Roles on Iraq may reshape NATO

Spat over Turkey's request for military assistance is the latest in a series of bitter disputes among NATO allies.

Acrimony among NATO allies over US military planning for a possible conflict with Iraq has become so pointed that it may change the very nature of the Atlantic alliance, the bedrock of Western security since World War II.

At the least, the political rift is likely to accelerate NATO's pace of structural change. Five years from now the remaining US heavy forces in Germany may be greatly reduced, with some units scattered to new bases in Eastern and Southern Europe, and others returned to North America.

Such redeployments would be the physical manifestation of a new US way of looking at its regional relationships - one in which Romania, say, or Hungary, seems more important.

"How our allies - and adversaries - define themselves in the next 24 months will shape how we view them for two decades to come," says Barry

McCaffrey, the retired four-star Army general who led the left-hook attack across the Euphrates River valley during the 1991 Gulf War, trapping Iraq's elite Republican Guard.

The spark for NATO's latest internal squabble was an effort by the US and some other alliance nations to begin planning for military assistance to Turkey in the event of war with Iraq.

France and Germany blocked that effort on Monday, on grounds that to accept it would be tantamount to accepting the inevitability of war. Turkey - NATO's only Muslim nation - then invoked a treaty clause which requires the alliance to consult if any member feels its security threatened.

At time of writing, the opening of an emergency session to discuss Turkey's request at NATO headquarters in Brussels was delayed, to allow more time for closed-door diplomacy.

The bitter nature of the dispute was surprising, given that it is partly symbolic. Both Germany and France say they have no desire to deny Turkey assistance it genuinely needs.

But such a fight may have become inevitable, say experts, given that NATO lost its original reason for existence with the end of the cold war. Without the discipline imposed by the need to confront a Soviet threat, US decisionmaking on security matters has become increasingly unilateral. Germany and France, meanwhile, have begun to use NATO as a forum to try and check US ambitions.

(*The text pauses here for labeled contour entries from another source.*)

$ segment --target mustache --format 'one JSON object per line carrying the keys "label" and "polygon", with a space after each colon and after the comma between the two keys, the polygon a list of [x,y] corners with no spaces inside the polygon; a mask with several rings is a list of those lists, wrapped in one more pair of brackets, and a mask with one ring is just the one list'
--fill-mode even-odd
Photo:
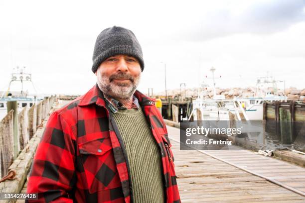
{"label": "mustache", "polygon": [[125,73],[119,73],[116,74],[113,74],[109,77],[109,81],[111,82],[113,80],[130,80],[133,82],[134,82],[134,77],[130,74]]}

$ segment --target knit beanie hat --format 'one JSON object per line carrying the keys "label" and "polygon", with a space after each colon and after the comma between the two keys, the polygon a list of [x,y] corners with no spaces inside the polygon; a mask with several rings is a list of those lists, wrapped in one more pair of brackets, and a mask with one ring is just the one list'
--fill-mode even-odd
{"label": "knit beanie hat", "polygon": [[92,57],[93,73],[106,59],[117,54],[127,54],[137,58],[143,71],[142,49],[136,36],[129,29],[114,26],[103,30],[96,39]]}

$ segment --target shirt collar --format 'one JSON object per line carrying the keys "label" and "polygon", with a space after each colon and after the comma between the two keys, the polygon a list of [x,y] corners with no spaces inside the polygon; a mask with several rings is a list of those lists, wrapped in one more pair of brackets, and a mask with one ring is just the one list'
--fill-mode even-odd
{"label": "shirt collar", "polygon": [[[126,109],[127,108],[124,106],[124,105],[119,102],[119,101],[111,98],[110,97],[108,97],[106,95],[104,95],[104,97],[105,99],[105,101],[106,102],[106,104],[108,105],[109,109],[112,111],[113,113],[116,113],[118,112],[118,109]],[[140,107],[140,104],[139,103],[139,100],[138,98],[137,98],[134,95],[133,96],[133,105],[132,106],[131,108],[136,108],[138,109]]]}

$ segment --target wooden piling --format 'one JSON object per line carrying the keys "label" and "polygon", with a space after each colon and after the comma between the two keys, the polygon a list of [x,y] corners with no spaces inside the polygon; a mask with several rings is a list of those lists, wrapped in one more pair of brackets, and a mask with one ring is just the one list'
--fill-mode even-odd
{"label": "wooden piling", "polygon": [[281,120],[281,137],[283,144],[292,144],[292,128],[291,126],[291,113],[283,107],[279,108]]}
{"label": "wooden piling", "polygon": [[17,157],[19,152],[19,139],[18,136],[18,105],[17,101],[9,101],[6,103],[7,112],[13,110],[13,140],[14,140],[14,159]]}

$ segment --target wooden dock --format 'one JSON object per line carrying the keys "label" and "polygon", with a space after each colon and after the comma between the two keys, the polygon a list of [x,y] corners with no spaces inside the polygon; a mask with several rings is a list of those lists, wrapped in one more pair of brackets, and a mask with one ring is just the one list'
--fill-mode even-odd
{"label": "wooden dock", "polygon": [[305,169],[247,150],[180,151],[179,128],[167,130],[182,203],[305,203],[304,196],[258,176],[302,192]]}

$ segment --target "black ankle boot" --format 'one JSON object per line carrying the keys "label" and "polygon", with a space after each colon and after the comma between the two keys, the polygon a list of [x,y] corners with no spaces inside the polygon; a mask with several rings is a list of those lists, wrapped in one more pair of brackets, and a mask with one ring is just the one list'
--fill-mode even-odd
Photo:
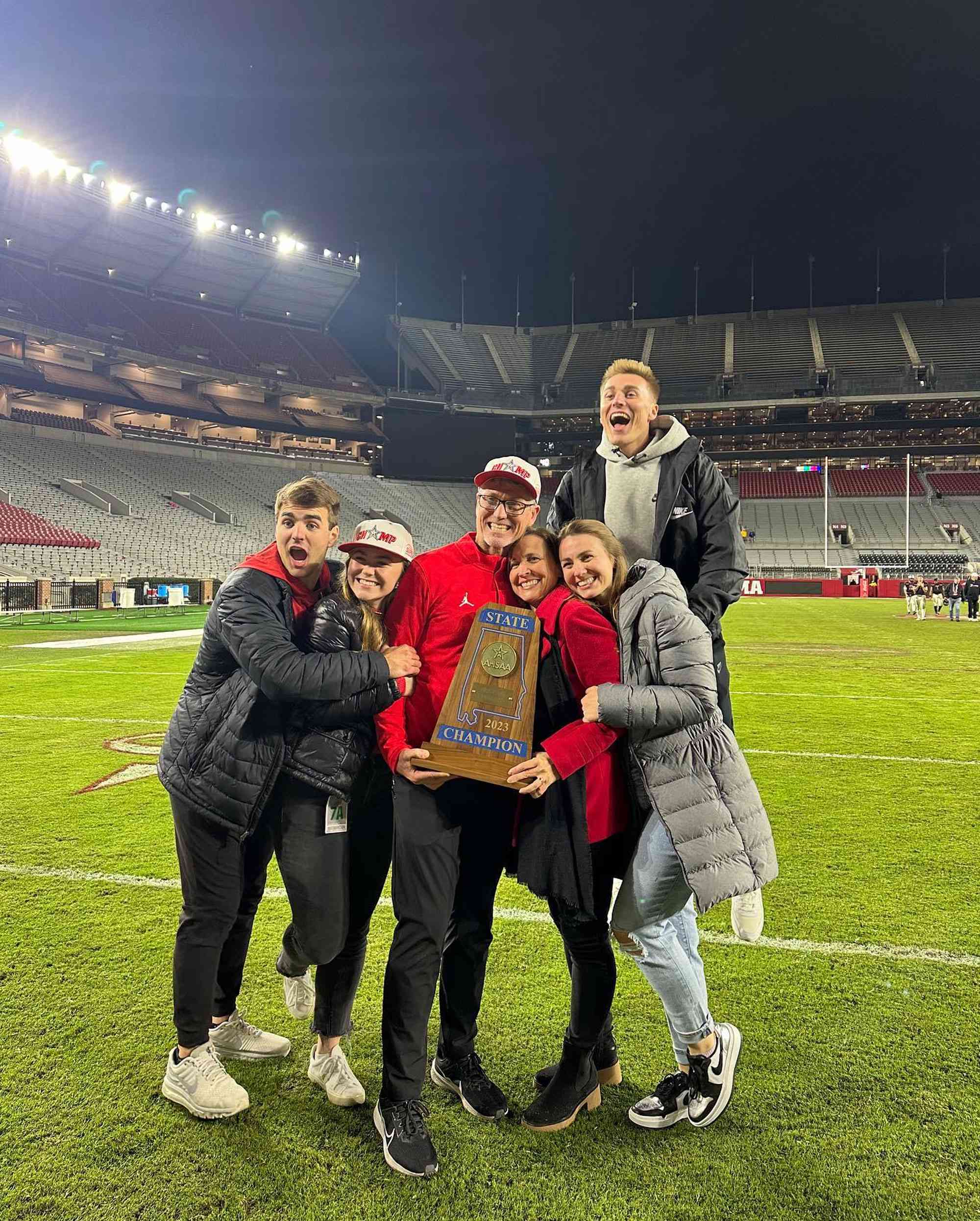
{"label": "black ankle boot", "polygon": [[[569,1032],[566,1031],[565,1038],[567,1039],[567,1037]],[[592,1062],[596,1065],[596,1072],[598,1073],[600,1085],[620,1084],[622,1081],[622,1070],[619,1063],[616,1035],[611,1026],[596,1044],[592,1051]],[[547,1068],[538,1070],[538,1072],[535,1073],[535,1088],[547,1089],[557,1070],[558,1065],[548,1065]]]}
{"label": "black ankle boot", "polygon": [[583,1106],[594,1111],[600,1103],[592,1049],[575,1048],[566,1039],[554,1076],[524,1112],[521,1123],[537,1132],[560,1132],[575,1121]]}

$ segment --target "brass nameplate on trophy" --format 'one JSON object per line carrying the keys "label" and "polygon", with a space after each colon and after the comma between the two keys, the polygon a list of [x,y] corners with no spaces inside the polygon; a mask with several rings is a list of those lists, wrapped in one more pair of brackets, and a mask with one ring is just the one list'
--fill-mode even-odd
{"label": "brass nameplate on trophy", "polygon": [[476,612],[422,767],[514,789],[506,774],[533,750],[539,640],[533,610]]}

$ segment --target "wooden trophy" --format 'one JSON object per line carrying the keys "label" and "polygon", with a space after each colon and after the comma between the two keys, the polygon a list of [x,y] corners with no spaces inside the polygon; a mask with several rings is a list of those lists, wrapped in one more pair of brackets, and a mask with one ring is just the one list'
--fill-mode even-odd
{"label": "wooden trophy", "polygon": [[477,610],[420,768],[514,788],[508,772],[533,750],[539,640],[533,610]]}

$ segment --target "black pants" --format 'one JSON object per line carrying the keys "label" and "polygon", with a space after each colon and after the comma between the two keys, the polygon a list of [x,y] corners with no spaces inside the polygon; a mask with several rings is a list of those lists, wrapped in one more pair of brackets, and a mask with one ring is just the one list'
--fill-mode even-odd
{"label": "black pants", "polygon": [[392,863],[392,773],[376,755],[350,795],[347,939],[316,968],[316,1007],[310,1029],[323,1038],[350,1033],[350,1013],[364,971],[367,934]]}
{"label": "black pants", "polygon": [[609,904],[613,877],[621,864],[620,836],[591,846],[594,919],[565,904],[548,901],[548,910],[565,943],[565,960],[571,974],[571,1015],[567,1039],[576,1048],[592,1048],[610,1026],[616,991],[616,958],[609,944]]}
{"label": "black pants", "polygon": [[223,1017],[236,1007],[272,858],[281,792],[279,783],[244,840],[170,799],[183,894],[173,947],[173,1022],[184,1048],[206,1043],[212,1015]]}
{"label": "black pants", "polygon": [[718,707],[721,711],[721,719],[735,733],[735,724],[731,716],[731,675],[729,663],[725,658],[725,637],[715,636],[712,640],[712,659],[715,665],[715,678],[718,679]]}
{"label": "black pants", "polygon": [[350,835],[327,833],[327,794],[320,789],[287,779],[281,797],[272,838],[292,919],[276,969],[301,976],[314,963],[331,962],[347,939]]}
{"label": "black pants", "polygon": [[398,924],[384,972],[381,1090],[404,1101],[422,1090],[439,966],[439,1054],[474,1049],[514,796],[475,780],[431,792],[398,775],[393,795]]}

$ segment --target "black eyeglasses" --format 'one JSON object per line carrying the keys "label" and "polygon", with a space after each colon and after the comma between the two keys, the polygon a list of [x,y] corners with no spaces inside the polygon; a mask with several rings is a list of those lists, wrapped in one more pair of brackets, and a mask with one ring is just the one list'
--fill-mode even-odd
{"label": "black eyeglasses", "polygon": [[533,501],[504,501],[502,497],[493,496],[489,492],[477,492],[476,498],[487,513],[495,513],[503,504],[504,512],[509,518],[519,518],[521,513],[530,509],[535,503]]}

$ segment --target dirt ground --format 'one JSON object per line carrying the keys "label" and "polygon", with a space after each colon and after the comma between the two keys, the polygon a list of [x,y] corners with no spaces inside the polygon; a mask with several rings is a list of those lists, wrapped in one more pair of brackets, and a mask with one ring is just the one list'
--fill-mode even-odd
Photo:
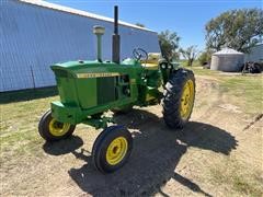
{"label": "dirt ground", "polygon": [[[134,137],[130,160],[119,171],[95,171],[91,149],[99,132],[80,125],[56,143],[37,137],[34,153],[2,154],[0,195],[262,196],[261,113],[251,117],[232,104],[217,80],[197,77],[196,86],[194,112],[182,130],[165,127],[160,105],[115,117]],[[28,119],[37,125],[35,116]]]}

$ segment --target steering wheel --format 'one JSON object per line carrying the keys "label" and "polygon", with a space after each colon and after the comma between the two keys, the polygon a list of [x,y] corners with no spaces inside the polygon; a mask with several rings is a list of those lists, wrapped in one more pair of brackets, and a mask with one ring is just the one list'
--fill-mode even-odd
{"label": "steering wheel", "polygon": [[142,48],[135,48],[133,50],[133,56],[137,61],[148,59],[148,53],[146,50],[144,50]]}

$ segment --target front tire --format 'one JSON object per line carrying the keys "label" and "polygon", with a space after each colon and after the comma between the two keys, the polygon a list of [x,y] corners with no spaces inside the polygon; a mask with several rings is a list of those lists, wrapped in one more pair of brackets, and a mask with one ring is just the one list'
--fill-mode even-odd
{"label": "front tire", "polygon": [[195,78],[191,70],[176,70],[167,82],[163,99],[163,119],[170,128],[182,128],[188,121],[195,99]]}
{"label": "front tire", "polygon": [[46,141],[57,141],[68,138],[75,131],[76,126],[57,121],[52,117],[52,111],[47,111],[38,124],[38,132]]}
{"label": "front tire", "polygon": [[93,144],[93,163],[100,172],[112,173],[128,161],[132,149],[133,137],[127,129],[122,126],[107,127]]}

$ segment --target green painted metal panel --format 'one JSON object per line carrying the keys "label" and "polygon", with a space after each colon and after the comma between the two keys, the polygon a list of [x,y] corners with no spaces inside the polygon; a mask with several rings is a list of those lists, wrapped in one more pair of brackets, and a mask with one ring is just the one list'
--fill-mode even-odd
{"label": "green painted metal panel", "polygon": [[98,104],[105,104],[116,100],[115,77],[98,78]]}
{"label": "green painted metal panel", "polygon": [[82,108],[96,106],[96,79],[76,79],[76,89]]}

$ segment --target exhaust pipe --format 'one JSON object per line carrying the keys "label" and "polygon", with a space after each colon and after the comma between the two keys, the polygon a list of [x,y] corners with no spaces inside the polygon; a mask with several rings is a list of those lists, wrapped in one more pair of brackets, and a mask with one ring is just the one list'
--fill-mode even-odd
{"label": "exhaust pipe", "polygon": [[121,37],[118,35],[118,7],[114,7],[114,34],[112,39],[112,61],[115,63],[119,63],[119,43]]}
{"label": "exhaust pipe", "polygon": [[102,62],[102,36],[105,33],[105,28],[100,25],[93,26],[93,33],[96,35],[96,59]]}

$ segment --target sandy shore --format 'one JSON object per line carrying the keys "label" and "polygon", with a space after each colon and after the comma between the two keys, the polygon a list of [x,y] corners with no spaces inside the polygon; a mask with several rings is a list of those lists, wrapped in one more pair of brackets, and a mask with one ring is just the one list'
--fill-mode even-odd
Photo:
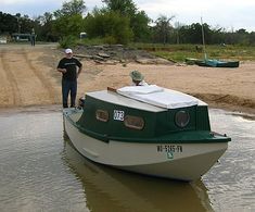
{"label": "sandy shore", "polygon": [[[55,71],[63,57],[54,45],[0,46],[0,108],[60,104],[61,74]],[[211,108],[255,114],[255,63],[238,68],[196,65],[100,65],[81,60],[78,97],[88,91],[130,84],[129,72],[139,70],[149,84],[199,97]]]}

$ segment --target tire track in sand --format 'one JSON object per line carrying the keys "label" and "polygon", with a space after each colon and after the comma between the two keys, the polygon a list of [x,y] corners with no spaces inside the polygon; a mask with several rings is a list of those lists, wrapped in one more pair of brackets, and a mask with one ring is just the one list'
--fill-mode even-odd
{"label": "tire track in sand", "polygon": [[33,71],[33,73],[35,74],[35,76],[39,79],[39,82],[41,83],[42,88],[46,90],[46,92],[49,96],[49,100],[52,103],[58,103],[58,99],[56,99],[56,90],[55,88],[52,86],[51,82],[42,74],[42,72],[38,68],[36,68],[33,65],[31,60],[28,59],[28,53],[27,51],[25,51],[24,49],[22,50],[22,55],[24,57],[26,64],[28,65],[28,67]]}
{"label": "tire track in sand", "polygon": [[10,84],[13,105],[18,107],[18,105],[22,105],[21,92],[17,87],[17,80],[15,79],[15,76],[14,76],[9,63],[10,63],[9,53],[4,49],[1,51],[1,64],[2,64],[3,72],[5,73],[7,79]]}

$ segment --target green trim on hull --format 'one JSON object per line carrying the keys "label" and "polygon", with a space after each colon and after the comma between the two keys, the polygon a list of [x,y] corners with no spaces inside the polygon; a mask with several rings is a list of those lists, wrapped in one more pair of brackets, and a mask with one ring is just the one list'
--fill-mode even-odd
{"label": "green trim on hull", "polygon": [[[105,95],[111,98],[111,96],[117,93]],[[142,144],[202,144],[231,140],[227,136],[212,134],[207,105],[148,111],[144,110],[145,103],[142,110],[131,108],[128,103],[125,105],[124,102],[126,101],[125,99],[117,104],[87,96],[80,119],[76,123],[71,119],[68,120],[82,134],[104,142],[116,140]],[[109,120],[106,122],[98,120],[97,110],[107,111]],[[125,126],[125,117],[122,121],[116,120],[115,111],[123,112],[124,116],[131,115],[143,119],[143,128],[135,129]],[[180,111],[189,114],[189,123],[183,127],[176,124],[176,114]]]}
{"label": "green trim on hull", "polygon": [[98,140],[109,142],[110,140],[120,142],[140,142],[140,144],[209,144],[209,142],[228,142],[231,138],[218,134],[214,134],[207,130],[191,130],[191,132],[179,132],[167,136],[158,136],[154,138],[132,138],[132,137],[113,137],[106,136],[99,133],[88,130],[69,116],[66,117],[80,133],[86,134]]}

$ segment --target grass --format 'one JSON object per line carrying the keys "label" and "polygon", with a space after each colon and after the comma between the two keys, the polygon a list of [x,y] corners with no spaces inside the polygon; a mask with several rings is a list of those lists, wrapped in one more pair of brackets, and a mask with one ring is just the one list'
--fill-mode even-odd
{"label": "grass", "polygon": [[[150,51],[154,55],[173,60],[176,62],[184,62],[186,58],[203,59],[203,47],[200,45],[199,50],[196,45],[156,45],[156,43],[132,43],[135,48]],[[239,61],[254,61],[255,47],[244,46],[206,46],[205,51],[207,58],[219,60],[239,60]]]}

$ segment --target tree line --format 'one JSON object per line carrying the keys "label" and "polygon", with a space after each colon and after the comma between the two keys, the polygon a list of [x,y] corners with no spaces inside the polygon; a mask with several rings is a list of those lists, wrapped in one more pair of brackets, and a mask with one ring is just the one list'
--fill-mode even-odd
{"label": "tree line", "polygon": [[[62,8],[46,12],[35,18],[28,15],[11,15],[0,12],[0,35],[29,34],[31,28],[37,40],[68,42],[85,32],[88,39],[101,39],[105,43],[201,43],[202,24],[171,24],[175,16],[161,15],[155,21],[139,10],[132,0],[102,0],[102,8],[86,13],[84,0],[71,0]],[[86,15],[85,15],[86,14]],[[244,28],[227,32],[203,24],[207,45],[255,45],[255,32]]]}

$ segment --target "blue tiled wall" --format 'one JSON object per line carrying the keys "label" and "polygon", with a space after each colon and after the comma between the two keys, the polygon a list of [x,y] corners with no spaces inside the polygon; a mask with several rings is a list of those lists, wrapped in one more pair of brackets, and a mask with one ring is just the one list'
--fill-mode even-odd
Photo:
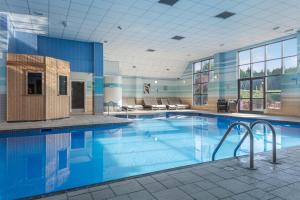
{"label": "blue tiled wall", "polygon": [[80,42],[15,32],[9,52],[50,56],[70,62],[71,71],[103,76],[101,43]]}
{"label": "blue tiled wall", "polygon": [[[93,43],[38,36],[38,54],[67,60],[71,71],[93,72]],[[99,57],[101,55],[98,55]],[[99,60],[99,59],[98,59]],[[102,71],[102,69],[98,69]]]}

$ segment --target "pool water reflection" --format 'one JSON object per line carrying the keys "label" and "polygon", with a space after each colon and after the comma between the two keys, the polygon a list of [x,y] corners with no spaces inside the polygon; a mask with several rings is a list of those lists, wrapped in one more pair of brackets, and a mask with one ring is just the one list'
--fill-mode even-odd
{"label": "pool water reflection", "polygon": [[[15,199],[201,163],[236,118],[163,114],[130,125],[57,129],[0,136],[0,199]],[[249,123],[249,120],[242,120]],[[277,148],[300,145],[300,125],[273,123]],[[216,159],[233,156],[245,130],[233,130]],[[245,141],[239,154],[248,152]],[[255,129],[255,152],[272,149],[270,130]]]}

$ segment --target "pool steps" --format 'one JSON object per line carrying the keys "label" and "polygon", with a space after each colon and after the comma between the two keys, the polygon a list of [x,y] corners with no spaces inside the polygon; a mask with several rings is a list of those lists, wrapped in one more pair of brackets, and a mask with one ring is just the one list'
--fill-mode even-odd
{"label": "pool steps", "polygon": [[247,132],[244,134],[243,138],[240,140],[240,142],[238,143],[238,145],[234,149],[234,157],[237,157],[238,149],[241,147],[241,145],[243,144],[243,142],[245,141],[247,136],[250,135],[250,167],[249,167],[249,169],[255,169],[255,167],[254,167],[254,141],[253,141],[254,137],[253,137],[252,129],[257,124],[267,125],[271,129],[271,131],[272,131],[272,163],[277,164],[277,160],[276,160],[276,131],[275,131],[274,127],[272,126],[272,124],[270,122],[266,121],[266,120],[257,120],[253,123],[250,123],[250,126],[248,126],[247,124],[245,124],[243,122],[239,122],[239,121],[232,123],[228,127],[227,131],[225,132],[224,136],[222,137],[222,139],[219,142],[219,144],[217,145],[217,147],[215,148],[215,150],[213,152],[213,155],[212,155],[212,161],[215,160],[216,153],[218,152],[218,150],[220,149],[220,147],[224,143],[225,139],[227,138],[227,136],[229,135],[231,130],[236,126],[239,126],[239,127],[243,126],[244,128],[247,129]]}

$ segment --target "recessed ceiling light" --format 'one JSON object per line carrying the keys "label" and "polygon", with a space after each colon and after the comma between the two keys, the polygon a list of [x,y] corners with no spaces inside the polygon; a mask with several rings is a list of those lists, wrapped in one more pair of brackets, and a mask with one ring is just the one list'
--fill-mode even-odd
{"label": "recessed ceiling light", "polygon": [[292,32],[292,31],[294,31],[294,29],[293,29],[293,28],[291,28],[291,29],[287,29],[287,30],[285,30],[284,32],[285,32],[285,33],[288,33],[288,32]]}
{"label": "recessed ceiling light", "polygon": [[184,37],[180,36],[180,35],[175,35],[174,37],[172,37],[171,39],[173,40],[182,40]]}
{"label": "recessed ceiling light", "polygon": [[148,52],[154,52],[155,50],[154,49],[147,49],[146,51],[148,51]]}
{"label": "recessed ceiling light", "polygon": [[37,16],[43,16],[43,13],[37,12],[37,11],[33,11],[33,14],[34,14],[34,15],[37,15]]}
{"label": "recessed ceiling light", "polygon": [[158,3],[165,4],[168,6],[173,6],[175,3],[177,3],[177,1],[178,0],[159,0]]}
{"label": "recessed ceiling light", "polygon": [[221,12],[220,14],[216,15],[215,17],[221,18],[221,19],[227,19],[229,17],[232,17],[233,15],[235,15],[235,13],[224,11],[224,12]]}

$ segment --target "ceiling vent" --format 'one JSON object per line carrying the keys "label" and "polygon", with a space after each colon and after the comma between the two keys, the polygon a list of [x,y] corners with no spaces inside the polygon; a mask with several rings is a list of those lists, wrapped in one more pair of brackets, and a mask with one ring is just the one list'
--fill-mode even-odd
{"label": "ceiling vent", "polygon": [[165,4],[168,6],[173,6],[175,3],[177,3],[177,1],[179,0],[159,0],[158,3]]}
{"label": "ceiling vent", "polygon": [[235,13],[233,12],[228,12],[228,11],[224,11],[218,15],[216,15],[215,17],[217,18],[221,18],[221,19],[227,19],[229,17],[232,17],[233,15],[235,15]]}
{"label": "ceiling vent", "polygon": [[171,39],[173,39],[173,40],[182,40],[183,38],[184,38],[183,36],[175,35]]}
{"label": "ceiling vent", "polygon": [[154,49],[147,49],[146,51],[148,51],[148,52],[154,52],[155,50]]}

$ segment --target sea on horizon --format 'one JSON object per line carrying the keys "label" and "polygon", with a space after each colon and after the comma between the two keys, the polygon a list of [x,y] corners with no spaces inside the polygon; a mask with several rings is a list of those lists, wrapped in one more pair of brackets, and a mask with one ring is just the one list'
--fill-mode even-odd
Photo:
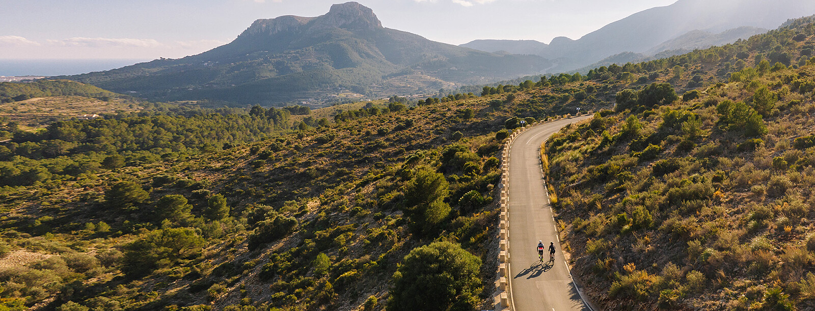
{"label": "sea on horizon", "polygon": [[0,76],[68,76],[115,69],[150,59],[0,59]]}

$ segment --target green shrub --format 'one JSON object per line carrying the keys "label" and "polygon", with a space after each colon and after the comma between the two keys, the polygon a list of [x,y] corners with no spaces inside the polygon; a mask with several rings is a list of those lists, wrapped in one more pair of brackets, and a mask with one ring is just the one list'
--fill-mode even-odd
{"label": "green shrub", "polygon": [[135,182],[119,182],[104,192],[108,204],[121,209],[130,209],[147,201],[150,194]]}
{"label": "green shrub", "polygon": [[317,254],[317,258],[311,262],[314,266],[314,273],[317,275],[324,275],[331,269],[331,260],[324,253]]}
{"label": "green shrub", "polygon": [[62,304],[56,308],[56,311],[88,311],[90,309],[73,301]]}
{"label": "green shrub", "polygon": [[204,239],[189,228],[153,230],[125,246],[122,270],[142,275],[155,268],[171,266],[178,260],[200,254]]}
{"label": "green shrub", "polygon": [[649,144],[645,150],[642,151],[640,154],[641,161],[648,161],[657,158],[659,153],[662,152],[662,147],[657,145]]}
{"label": "green shrub", "polygon": [[221,195],[210,196],[207,200],[204,216],[213,221],[219,221],[228,217],[229,207],[227,206],[227,199]]}
{"label": "green shrub", "polygon": [[260,221],[249,237],[249,248],[254,250],[263,243],[281,239],[293,231],[297,226],[297,219],[282,216]]}
{"label": "green shrub", "polygon": [[701,94],[702,92],[699,92],[698,90],[689,90],[687,92],[685,92],[684,94],[682,94],[682,101],[689,102],[691,100],[697,99],[699,98],[699,95]]}
{"label": "green shrub", "polygon": [[506,130],[506,129],[496,132],[496,140],[497,141],[502,141],[508,137],[509,137],[509,131]]}
{"label": "green shrub", "polygon": [[414,248],[394,274],[387,310],[471,310],[482,290],[481,260],[458,244]]}
{"label": "green shrub", "polygon": [[434,227],[450,213],[450,205],[444,202],[449,195],[450,185],[442,173],[421,168],[405,186],[405,213],[415,229],[426,231]]}
{"label": "green shrub", "polygon": [[162,196],[156,204],[157,218],[168,219],[172,221],[184,221],[192,215],[192,205],[187,204],[187,198],[181,195],[167,195]]}
{"label": "green shrub", "polygon": [[682,168],[682,162],[676,158],[663,159],[654,162],[654,175],[663,176]]}
{"label": "green shrub", "polygon": [[791,187],[792,187],[792,182],[786,176],[773,176],[767,182],[767,195],[772,197],[782,196]]}
{"label": "green shrub", "polygon": [[99,266],[99,260],[88,254],[79,252],[62,255],[63,260],[68,268],[79,273],[86,273]]}

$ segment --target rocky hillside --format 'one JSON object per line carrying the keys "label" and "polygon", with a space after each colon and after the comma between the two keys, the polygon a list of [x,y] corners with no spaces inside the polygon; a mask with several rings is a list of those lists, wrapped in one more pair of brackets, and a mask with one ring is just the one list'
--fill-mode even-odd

To confront the US in the UN Security Council, which is partly intended to serve as a big-power debating society, is one thing. To do so within a military alliance whose professed goal is cohesion may be another, especially given that American forces make up the bulk of NATO assets.

"The damage that will come out of this is damage to NATO solidarity," says General McCaffrey.

Of course, the demise of NATO has long seemed possible, given the demise of the Soviet Union. But it just keeps going, and going. In recent years it has served as a useful means of beginning the integration of former Soviet satellites into the west, giving the Czech Republic and others a sense of membership in a world long denied them and a feeling of security as they rebuild civil societies.

In fact, the US has begun to look to these new nations as important part of NATO's military future. At a recent conference in Germany Marine Gen. James Jones, the new US military commander in Europe, sketched out a future in which the remaining 100,000 US troops in Germany are further reduced, and new "lily pad" bases, from which US units could jump to the Middle East or Africa, are scattered throughout NATO's new nations.

That the US would even float such ideas shows it might be planning to match changes in the alliance's political dynamics with changes in flight lines and barracks. It also reflects the fact that in today's world, mobility is as important to US security as massed firepower - and that the global network of bases America created during the cold war is everywhere fading away.

"It's been eroding for over a generation, but with the current controversy concerning Iraq, its erosion is likely to accelerate," says Loren Thompson, chief operating officer and an expert in military strategy at the Lexington Institute in Arlington, Va.

The US military has been moving in the direction of dispersal for some years. Yet given the amount of money invested in military infrastructure in Europe, plus bureaucratic inertia, the Pentagon has not exactly transformed its deployed bases with lightning speed. Two of the Army's six heavy divisions remain based in Germany.

"That's a huge fraction of our army for a theater that doesn't plausibly offer any operations to use those forces," says Michael O'Hanlon, a military strategist at the Brookings Institution.

Mr. O'Hanlon believes the dispersal of US troops makes sense. Other experts, however, worry that politics in this case cuts both ways - and that pulling out American men and women from "old Europe" might make European nations even less likely to follow the US lead in Iran and elsewhere.

"I'm a little concerned that if we drop our force presence significantly then the Germans, the British, and others will say, 'Why is an American the commander [of NATO]? Why not one of ours?' " says John Reppert, a retired Army general who is now a military strategist at Harvard University.